Fed Fisher: Not Much Efficacy In Additional Asset Purchases

Dallas Federal Reserve Bank President Richard Fisher Tuesday night said additional asset purchases by the central bank are unlikely to boost job creation, arguing the Fed has done as much as it can but businesses remain reluctant to invest due to U.S. fiscal and regulatory policy.

“One is hard pressed to argue that there is much efficacy derived from additional expansion of the Fed’s balance sheet. This is why I’ve been such a strong proponent of dialing back our large-scale asset purchases,” Fisher said in remarks prepared for delivery to financial executives in Dallas, Texas.

“We at the Fed are providing more than enough monetary accommodation,” said Fisher, who is a voter on the policymaking Federal Open Market Committee this year. “Bear in mind that we at the Fed only control the monetary base (cash plus bank reserves), not the velocity with which money is used,” he added.

After reducing the pace of its bond buying at its last two meetings, the FOMC is now purchasing $65 billion a month in Treasury securities and mortgage-backed bonds.

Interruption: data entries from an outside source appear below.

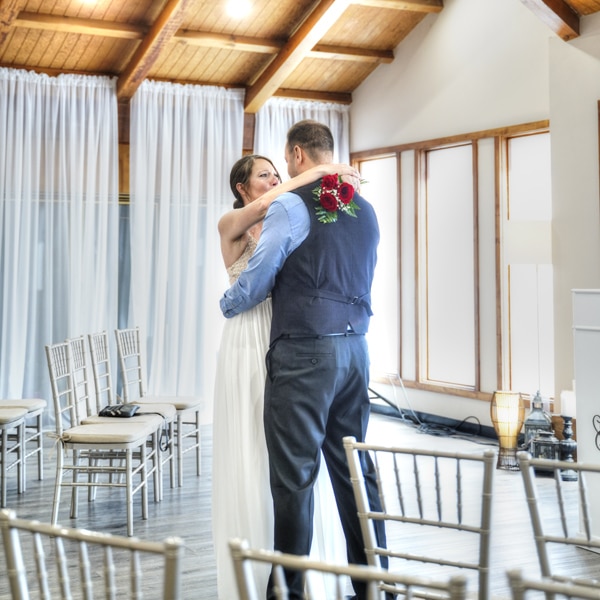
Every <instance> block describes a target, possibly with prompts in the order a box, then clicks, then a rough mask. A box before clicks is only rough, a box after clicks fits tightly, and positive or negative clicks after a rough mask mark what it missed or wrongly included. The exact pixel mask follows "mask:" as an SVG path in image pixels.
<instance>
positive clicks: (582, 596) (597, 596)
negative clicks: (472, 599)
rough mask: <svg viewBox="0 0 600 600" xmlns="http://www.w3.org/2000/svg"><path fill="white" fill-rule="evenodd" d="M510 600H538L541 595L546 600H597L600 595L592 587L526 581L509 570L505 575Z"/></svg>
mask: <svg viewBox="0 0 600 600" xmlns="http://www.w3.org/2000/svg"><path fill="white" fill-rule="evenodd" d="M506 575H507V577H508V583H509V585H510V592H511V597H512V600H527V598H530V597H531V598H535V599H539V598H540V595H541V593H543V594H544V595H545V597H546V598H548V599H552V600H560V598H565V599H567V598H573V599H574V600H598V598H600V594H598V590H597V589H596V588H594V587H589V586H586V585H576V584H574V583H568V582H567V583H565V582H557V581H552V580H550V579H526V578H524V577H523V575H522V573H521V571H520V570H518V569H517V570H511V571H507V573H506Z"/></svg>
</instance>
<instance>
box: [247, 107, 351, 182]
mask: <svg viewBox="0 0 600 600" xmlns="http://www.w3.org/2000/svg"><path fill="white" fill-rule="evenodd" d="M302 119H313V120H315V121H319V122H320V123H324V124H325V125H327V126H328V127H329V128H330V129H331V133H332V134H333V139H334V141H335V148H334V159H333V160H334V162H346V163H347V162H348V161H349V160H350V112H349V106H346V105H344V104H335V103H332V102H312V101H307V100H290V99H288V98H271V99H270V100H268V102H266V103H265V105H264V106H263V107H262V108H261V109H260V110H259V111H258V113H257V114H256V126H255V130H254V151H255V152H256V153H257V154H262V155H263V156H267V157H268V158H270V159H271V160H272V161H273V162H274V163H275V166H276V167H277V169H278V170H279V173H280V175H281V177H282V178H283V179H284V180H285V179H287V178H288V175H287V166H286V162H285V158H284V150H285V139H286V135H287V132H288V129H289V128H290V127H291V126H292V125H293V124H294V123H296V122H297V121H301V120H302Z"/></svg>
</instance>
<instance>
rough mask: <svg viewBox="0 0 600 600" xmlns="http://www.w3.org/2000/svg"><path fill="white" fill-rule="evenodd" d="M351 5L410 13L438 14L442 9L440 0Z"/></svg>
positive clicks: (382, 2) (364, 3) (408, 0)
mask: <svg viewBox="0 0 600 600" xmlns="http://www.w3.org/2000/svg"><path fill="white" fill-rule="evenodd" d="M351 3H352V4H360V5H361V6H371V7H375V8H391V9H393V10H410V11H411V12H426V13H430V12H431V13H433V12H440V11H441V10H442V8H444V3H443V1H442V0H351Z"/></svg>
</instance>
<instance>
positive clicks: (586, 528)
mask: <svg viewBox="0 0 600 600" xmlns="http://www.w3.org/2000/svg"><path fill="white" fill-rule="evenodd" d="M517 460H518V461H519V466H520V469H521V477H522V479H523V485H524V486H525V496H526V499H527V506H528V509H529V516H530V520H531V527H532V533H533V536H534V539H535V547H536V551H537V555H538V560H539V564H540V572H541V574H542V576H543V577H547V578H552V579H554V580H556V581H567V582H568V581H571V582H576V583H585V584H587V585H592V586H596V587H600V575H599V574H600V558H599V557H598V553H599V552H600V538H599V537H598V533H597V530H596V529H595V527H594V523H593V520H592V513H593V511H592V510H591V507H592V503H597V502H598V495H597V493H598V490H600V465H599V464H585V463H577V462H566V461H557V460H549V459H542V458H533V457H532V456H531V455H530V454H529V453H528V452H519V453H517ZM536 472H537V473H539V474H540V476H541V475H543V474H545V475H546V477H543V478H541V480H538V477H536ZM565 472H568V473H569V475H570V477H567V479H566V480H564V479H563V475H564V474H565ZM574 474H576V477H574V476H573V475H574ZM573 479H576V480H575V481H574V480H573ZM542 481H543V482H544V483H545V484H546V485H544V484H543V483H542ZM542 485H543V487H544V489H543V492H542V491H541V490H540V488H541V486H542ZM568 506H571V507H572V506H579V510H578V511H568V510H567V507H568ZM570 515H571V516H570ZM597 526H598V524H596V528H597ZM583 548H587V550H592V552H586V551H585V550H582V549H583ZM555 556H556V557H558V556H560V560H554V561H553V560H552V558H554V557H555ZM567 557H570V560H569V559H568V558H567ZM560 564H562V565H563V567H562V572H560V567H558V565H560Z"/></svg>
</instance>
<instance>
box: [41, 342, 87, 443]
mask: <svg viewBox="0 0 600 600" xmlns="http://www.w3.org/2000/svg"><path fill="white" fill-rule="evenodd" d="M45 349H46V360H47V363H48V372H49V375H50V388H51V390H52V400H53V402H54V418H55V426H56V433H57V434H58V435H59V436H62V434H63V431H64V429H68V428H69V427H71V426H73V425H78V424H79V423H80V421H81V419H82V418H83V417H84V416H85V415H86V413H87V407H85V406H80V405H79V403H78V402H77V401H76V395H75V389H74V387H75V386H74V379H73V377H72V373H71V367H70V360H71V359H70V351H69V343H68V342H59V343H57V344H48V345H46V347H45Z"/></svg>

Fisher, however, believes there is already plenty of money available for businesses to work with.

He pointed to the store of “vast” reserves that currently lie “fallow” in banks vaults, noting that they have grown from a pre-crisis level of $43 billion to $2.5 trillion.

“It is my firm belief that the fault in our economy lies not in monetary policy but in a feckless federal government that simply cannot get its fiscal and regulatory policy geared so as to encourage business to take the copious amount of money we at the Fed have created and put it to work creating jobs and growing our economy,” Fisher said.

He described U.S. fiscal policy as “not only ‘not an ally of U.S. growth,’ it is its enemy.”

Noting that middle income workers in the United States are being “eviscerated,” Fisher agreed that monetary policy “is necessary” to fuel job creation.

However, “if the fiscal and regulatory authorities that you elect and put into office to craft taxes, spending and regulations do not focus their efforts on providing incentives for businesses to expand job-creating capital investment rather than bicker with each other for partisan purposes, our economy will continue to fall short and the middle-income worker will continue being victimized, no matter how much money the Fed prints,” he warned.

So the solution is not additional easing by the Fed, and given the fact that the amount of money lying idle in the banking system is 60 times greater now than it was at year-end 2007, “one is hard pressed to argue that there is insufficient money available for businesses to put people back to work,” Fisher said.